Mabel se quedó callada, y luego de un rato dijo a su marido, que parecía absorto en la operación de pelar un durazno sobre el plato, vacío ya, de su roast beef:

—¿Sabes de qué me estoy acordando? Me estoy acordando de lo ocurrido con las hermanas López, allá en Santa Cecilia.

—¿Qué hermanas López?

—¿Cómo que qué hermanas López? Las López, ¿no te acuerdas? En Santa Cecilia.

Mabel era de Santa Cecilia, Nuevo México; allí la había conocido su futuro marido, el entonces cabo Harter.

—¿Cómo no vas a acordarte, hombre, si fue un escándalo tremendo?

Pero fue ella quien se acordó ahora de que el caso había sucedido durante los años de la guerra, cuando todavía Harter, incorporado a la Marina, estaba peleando en las islas del Pacífico.

—De todas maneras, raro sería que yo no te lo hubiera referido en alguna carta; durante aquellas semanas se habló más de eso en Santa Cecilia que de la guerra misma o de cualquier otro asunto. Bueno, poco importa.

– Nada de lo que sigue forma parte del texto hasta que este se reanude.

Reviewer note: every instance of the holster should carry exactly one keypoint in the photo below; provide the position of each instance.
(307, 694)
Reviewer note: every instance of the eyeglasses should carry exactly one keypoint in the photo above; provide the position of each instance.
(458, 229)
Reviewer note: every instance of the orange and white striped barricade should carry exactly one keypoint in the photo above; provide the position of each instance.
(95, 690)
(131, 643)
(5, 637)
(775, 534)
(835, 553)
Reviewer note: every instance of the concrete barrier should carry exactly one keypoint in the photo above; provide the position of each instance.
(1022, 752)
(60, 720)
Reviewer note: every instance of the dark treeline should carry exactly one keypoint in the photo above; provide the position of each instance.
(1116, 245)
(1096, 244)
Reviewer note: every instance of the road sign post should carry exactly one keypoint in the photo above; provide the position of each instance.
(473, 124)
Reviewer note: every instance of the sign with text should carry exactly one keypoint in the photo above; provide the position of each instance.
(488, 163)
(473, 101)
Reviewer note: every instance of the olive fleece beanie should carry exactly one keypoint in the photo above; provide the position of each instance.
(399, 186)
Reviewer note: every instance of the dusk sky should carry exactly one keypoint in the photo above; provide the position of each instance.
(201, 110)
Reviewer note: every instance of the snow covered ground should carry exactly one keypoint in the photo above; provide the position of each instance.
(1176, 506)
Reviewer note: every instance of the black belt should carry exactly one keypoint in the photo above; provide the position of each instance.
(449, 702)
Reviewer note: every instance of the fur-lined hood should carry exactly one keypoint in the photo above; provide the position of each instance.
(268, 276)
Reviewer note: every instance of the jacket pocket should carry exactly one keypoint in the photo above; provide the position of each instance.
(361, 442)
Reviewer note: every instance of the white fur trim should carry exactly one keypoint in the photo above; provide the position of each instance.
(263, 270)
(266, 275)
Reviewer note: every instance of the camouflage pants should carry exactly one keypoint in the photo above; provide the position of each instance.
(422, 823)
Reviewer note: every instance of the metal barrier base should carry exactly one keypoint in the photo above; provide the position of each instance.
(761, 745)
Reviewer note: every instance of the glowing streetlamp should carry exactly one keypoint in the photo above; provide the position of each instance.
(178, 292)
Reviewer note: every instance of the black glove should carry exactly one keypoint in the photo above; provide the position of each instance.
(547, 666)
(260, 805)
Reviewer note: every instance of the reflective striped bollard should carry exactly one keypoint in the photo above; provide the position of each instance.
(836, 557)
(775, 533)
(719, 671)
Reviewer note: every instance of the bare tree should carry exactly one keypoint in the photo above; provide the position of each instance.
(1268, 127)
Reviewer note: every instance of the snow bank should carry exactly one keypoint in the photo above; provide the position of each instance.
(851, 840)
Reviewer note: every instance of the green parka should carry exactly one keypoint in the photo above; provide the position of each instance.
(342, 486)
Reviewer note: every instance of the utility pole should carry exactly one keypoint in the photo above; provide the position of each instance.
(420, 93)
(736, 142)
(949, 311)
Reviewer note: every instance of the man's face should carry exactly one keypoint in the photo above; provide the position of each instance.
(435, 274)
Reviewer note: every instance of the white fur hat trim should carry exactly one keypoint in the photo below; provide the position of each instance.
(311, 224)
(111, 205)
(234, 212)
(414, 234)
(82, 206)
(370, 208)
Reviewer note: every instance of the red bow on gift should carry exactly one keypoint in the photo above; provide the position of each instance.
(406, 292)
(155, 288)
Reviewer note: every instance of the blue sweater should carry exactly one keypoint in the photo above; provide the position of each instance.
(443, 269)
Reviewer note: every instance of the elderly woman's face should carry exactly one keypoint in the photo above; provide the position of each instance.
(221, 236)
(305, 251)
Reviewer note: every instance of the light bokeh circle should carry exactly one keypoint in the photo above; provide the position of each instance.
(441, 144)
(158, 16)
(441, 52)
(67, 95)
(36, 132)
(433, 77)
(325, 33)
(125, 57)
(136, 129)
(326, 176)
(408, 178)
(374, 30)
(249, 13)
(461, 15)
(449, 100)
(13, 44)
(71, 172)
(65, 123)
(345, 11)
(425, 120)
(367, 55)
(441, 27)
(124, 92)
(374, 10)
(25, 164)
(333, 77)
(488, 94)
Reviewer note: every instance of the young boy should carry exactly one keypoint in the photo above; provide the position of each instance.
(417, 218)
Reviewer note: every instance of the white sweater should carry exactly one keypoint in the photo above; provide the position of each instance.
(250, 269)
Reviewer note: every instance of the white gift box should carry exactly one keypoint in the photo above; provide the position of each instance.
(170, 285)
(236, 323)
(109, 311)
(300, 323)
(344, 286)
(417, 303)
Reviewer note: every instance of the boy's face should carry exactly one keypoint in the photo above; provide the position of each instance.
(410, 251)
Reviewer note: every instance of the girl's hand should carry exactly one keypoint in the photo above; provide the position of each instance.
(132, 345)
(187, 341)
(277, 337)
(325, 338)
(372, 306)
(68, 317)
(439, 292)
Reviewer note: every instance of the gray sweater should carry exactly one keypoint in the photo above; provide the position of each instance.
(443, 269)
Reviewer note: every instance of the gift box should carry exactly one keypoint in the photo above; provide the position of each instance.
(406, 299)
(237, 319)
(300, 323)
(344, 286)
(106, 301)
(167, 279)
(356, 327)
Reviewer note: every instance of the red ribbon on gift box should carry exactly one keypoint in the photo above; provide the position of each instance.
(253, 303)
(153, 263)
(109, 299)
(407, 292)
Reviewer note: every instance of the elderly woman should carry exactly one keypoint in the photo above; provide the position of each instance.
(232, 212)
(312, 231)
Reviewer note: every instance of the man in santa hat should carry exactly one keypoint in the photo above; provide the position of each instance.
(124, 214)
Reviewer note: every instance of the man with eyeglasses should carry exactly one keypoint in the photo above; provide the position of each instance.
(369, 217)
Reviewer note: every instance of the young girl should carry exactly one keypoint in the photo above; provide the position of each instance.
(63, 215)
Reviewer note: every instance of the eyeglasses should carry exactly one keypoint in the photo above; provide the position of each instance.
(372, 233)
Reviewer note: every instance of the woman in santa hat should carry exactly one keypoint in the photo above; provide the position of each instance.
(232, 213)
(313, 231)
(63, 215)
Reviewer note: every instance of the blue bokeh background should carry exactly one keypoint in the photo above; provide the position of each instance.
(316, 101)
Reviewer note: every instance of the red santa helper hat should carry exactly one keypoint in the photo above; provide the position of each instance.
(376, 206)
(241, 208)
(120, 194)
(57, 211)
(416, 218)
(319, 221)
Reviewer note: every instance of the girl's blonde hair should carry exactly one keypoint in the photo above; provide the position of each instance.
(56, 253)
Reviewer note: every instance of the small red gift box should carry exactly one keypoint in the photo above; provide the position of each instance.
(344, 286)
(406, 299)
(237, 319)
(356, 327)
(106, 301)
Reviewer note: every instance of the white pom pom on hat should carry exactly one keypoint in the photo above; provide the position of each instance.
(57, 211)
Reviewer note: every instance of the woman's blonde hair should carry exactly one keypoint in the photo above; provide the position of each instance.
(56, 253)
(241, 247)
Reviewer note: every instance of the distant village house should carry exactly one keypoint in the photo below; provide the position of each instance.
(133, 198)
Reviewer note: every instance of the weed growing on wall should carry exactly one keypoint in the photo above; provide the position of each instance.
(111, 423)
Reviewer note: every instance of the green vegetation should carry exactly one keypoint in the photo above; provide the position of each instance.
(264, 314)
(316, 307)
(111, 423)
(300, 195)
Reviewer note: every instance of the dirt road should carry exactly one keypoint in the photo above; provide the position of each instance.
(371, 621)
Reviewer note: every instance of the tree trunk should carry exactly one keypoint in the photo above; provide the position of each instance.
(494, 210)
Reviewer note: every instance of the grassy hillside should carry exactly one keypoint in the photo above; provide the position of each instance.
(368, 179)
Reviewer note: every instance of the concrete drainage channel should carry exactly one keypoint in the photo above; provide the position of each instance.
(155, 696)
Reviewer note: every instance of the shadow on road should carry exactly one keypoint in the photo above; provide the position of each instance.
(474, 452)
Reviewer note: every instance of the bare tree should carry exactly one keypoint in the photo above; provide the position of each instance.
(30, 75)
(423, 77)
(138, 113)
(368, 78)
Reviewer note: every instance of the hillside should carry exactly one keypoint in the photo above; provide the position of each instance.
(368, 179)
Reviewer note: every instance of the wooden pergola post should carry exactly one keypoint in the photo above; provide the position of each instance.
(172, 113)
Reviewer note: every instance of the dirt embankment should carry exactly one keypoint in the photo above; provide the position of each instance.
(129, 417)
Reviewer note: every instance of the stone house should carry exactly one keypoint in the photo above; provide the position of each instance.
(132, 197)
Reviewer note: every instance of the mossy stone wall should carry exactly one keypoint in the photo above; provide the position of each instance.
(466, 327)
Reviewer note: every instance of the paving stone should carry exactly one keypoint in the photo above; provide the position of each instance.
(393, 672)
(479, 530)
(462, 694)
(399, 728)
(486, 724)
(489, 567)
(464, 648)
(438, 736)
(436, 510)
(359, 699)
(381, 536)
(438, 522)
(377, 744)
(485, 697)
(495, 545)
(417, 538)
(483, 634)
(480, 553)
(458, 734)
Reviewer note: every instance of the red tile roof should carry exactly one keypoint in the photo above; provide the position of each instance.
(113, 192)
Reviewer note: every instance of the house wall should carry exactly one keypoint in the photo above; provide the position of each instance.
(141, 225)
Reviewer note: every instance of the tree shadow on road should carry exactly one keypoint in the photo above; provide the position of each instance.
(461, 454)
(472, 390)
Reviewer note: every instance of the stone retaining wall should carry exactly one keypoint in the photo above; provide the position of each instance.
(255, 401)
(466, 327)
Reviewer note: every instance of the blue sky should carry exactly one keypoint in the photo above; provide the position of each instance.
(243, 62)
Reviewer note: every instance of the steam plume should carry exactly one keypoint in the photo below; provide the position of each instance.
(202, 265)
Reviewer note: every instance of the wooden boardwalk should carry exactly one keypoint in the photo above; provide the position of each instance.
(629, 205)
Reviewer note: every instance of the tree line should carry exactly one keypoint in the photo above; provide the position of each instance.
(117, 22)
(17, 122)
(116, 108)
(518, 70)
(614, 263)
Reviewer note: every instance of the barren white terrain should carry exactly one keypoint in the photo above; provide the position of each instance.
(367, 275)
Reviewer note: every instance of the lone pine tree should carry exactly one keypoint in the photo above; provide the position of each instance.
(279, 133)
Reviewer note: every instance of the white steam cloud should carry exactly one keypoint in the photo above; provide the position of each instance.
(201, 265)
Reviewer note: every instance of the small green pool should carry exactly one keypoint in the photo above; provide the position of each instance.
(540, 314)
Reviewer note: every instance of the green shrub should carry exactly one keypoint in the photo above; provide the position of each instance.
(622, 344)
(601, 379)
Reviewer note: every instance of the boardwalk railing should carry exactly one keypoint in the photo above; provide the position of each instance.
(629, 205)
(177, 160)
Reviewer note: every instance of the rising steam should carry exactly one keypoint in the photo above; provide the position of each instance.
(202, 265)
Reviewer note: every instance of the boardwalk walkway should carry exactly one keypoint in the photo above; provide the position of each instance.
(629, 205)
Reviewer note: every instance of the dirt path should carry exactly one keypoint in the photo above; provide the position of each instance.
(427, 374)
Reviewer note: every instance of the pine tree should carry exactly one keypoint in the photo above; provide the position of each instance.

Lo ocurrido era, en pocas palabras, que a las hermanas López, una señoritas aburridas —«ya tú sabes cómo esas gentes son»— les vino la idea, para distraer su pesado encierro, de llamar por la ventana a Martín, el tonto del pueblo —¿tampoco se acordaba Hartes del tonto Martín, irrisión de cuanto vago…? Habían llamado, pues, a Martín bajo pretexto de darle un traje desechado de su padre, pero con el sano propósito de estudiar in anima vili las peculiaridades anatómicas del macho humano, apagando mediante una exploración a mansalva la sed de conocimiento que torturaba a sus caldeadas imaginaciones. Pero sí; fíese usted de los deficientes mentales. Anima vili, quizás; pero no desde luego cuerpo muerto; el caso es que, tonto y todo, Martín se aficionó a los ávidos toqueteos de las señoritas; y pronto pudo vérsele en permanente centinela frente a su ventana. Allí, hilando baba de la mañana a la noche, pasaba el bobo su vida ociosa; impaciente, exigente, y nunca satisfecho con platos de comida ni con monedas. Tampoco parece que las amenazas lo ahuyentaran; y seguramente alguna otra ocasional concesión, lejos de calmarlo, aumentaba sus apetitos bestiales. Desde luego, los malpensados lo sonsacaban y los malintencionados lo empujaban. Gruñidos, risotadas y ademanes, y el brillo idiota de sus ojuelos —«pero, ¿no te acuerdas de él, hombre?»—, el resultado es que se descubrió el pastel, o por lo menos, amenazaba descubriese; y se comprenderá el pánico que debió apoderarse de las pudibundas vetales… Finalmente, el día menos pensado, amaneció muerto Martín, y la autopsia pudo descubrir en su estómago e intestinos pedacitos de vidrio. No hay que decir cuánto se murmuró, dando por hecho que las señoritas López lo habrían obsequiado con algún manjar confeccionado especialmente para él por sus manos primorosas, pero, ¿cómo probar nada? Ni ¿quién iba a acusarlas? ¿sobre qué base? Nada impedía tampoco que el tonto se hubiera tragado una de esas mortales albóndigas que se echan a los perros para exterminarlos; o cualquier otra cosa: de un pobre idiota puede suponerse todo. Y por lo demás, la historia con las López no había pasado nunca de habladurías, chismes y soeces maledicencias. Conque todo se quedó ahí.

—Y ¿tú crees?…

—Pues ¿quién sabe? Hoy día estarán hechas unas viejas beatas, las famosas hermanas López.

—Tú te has acordado de esa historia añeja a propósito de la violación de hoy.

—Ya ves: tu joven viajante de comercio ha salido mejor librado que aquel pobre Martín.

—Lo que tú quieres decirme con eso es que, después de todo, no hay nada nuevo bajo el sol de California.